The primary global event behind the recent market weakness has been rising interest rates. For the first time in several years, all of the world's largest economies are seeing higher interest rates, and investors are getting worried that the higher rates will begin to slow the strong consumer spending in the U.S. and elsewhere. That has been the major driver of the global economy in recent years.

Investment Opportunities Emerging MarketsAnother concern in emerging markets is that company profits do not grow as fast as previously predicted. In emerging Asia, for instance, Citibank estimates that earnings will grow 9.4 percent this year, down from its earlier forecast of 11.5 percent.

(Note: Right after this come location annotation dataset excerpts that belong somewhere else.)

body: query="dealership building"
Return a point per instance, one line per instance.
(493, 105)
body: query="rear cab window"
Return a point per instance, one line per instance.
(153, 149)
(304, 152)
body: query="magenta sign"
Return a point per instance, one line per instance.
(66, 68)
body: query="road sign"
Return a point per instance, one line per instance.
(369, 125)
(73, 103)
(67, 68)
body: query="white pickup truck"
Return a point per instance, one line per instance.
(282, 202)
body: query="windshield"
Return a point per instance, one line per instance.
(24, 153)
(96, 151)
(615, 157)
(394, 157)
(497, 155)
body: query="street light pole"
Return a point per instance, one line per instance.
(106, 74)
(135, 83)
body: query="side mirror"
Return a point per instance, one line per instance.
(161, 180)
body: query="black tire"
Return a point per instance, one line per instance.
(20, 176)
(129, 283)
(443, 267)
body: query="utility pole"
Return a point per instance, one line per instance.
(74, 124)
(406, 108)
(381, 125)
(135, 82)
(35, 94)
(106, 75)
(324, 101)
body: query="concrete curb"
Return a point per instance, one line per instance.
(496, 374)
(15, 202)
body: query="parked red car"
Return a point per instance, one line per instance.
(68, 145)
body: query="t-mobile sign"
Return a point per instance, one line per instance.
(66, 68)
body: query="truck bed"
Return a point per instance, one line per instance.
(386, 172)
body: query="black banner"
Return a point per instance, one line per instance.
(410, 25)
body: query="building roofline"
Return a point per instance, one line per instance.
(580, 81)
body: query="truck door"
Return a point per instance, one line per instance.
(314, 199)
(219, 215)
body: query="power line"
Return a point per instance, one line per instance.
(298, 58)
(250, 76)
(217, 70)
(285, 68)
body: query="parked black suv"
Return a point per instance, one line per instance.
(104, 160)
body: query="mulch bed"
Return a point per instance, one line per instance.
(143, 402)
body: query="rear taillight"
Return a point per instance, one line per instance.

There have also been country-specific issues. In Turkey, those issues include inflation, a falling currency and a growing trade deficit. In India, there has been concern that a capital-gains tax would be imposed.

Most analysts believe there is only a slight risk of either higher inflation or a global hard landing. The global economy remains strong and the gentle recoveries in Germany and Japan can take some of the pressure off American consumers.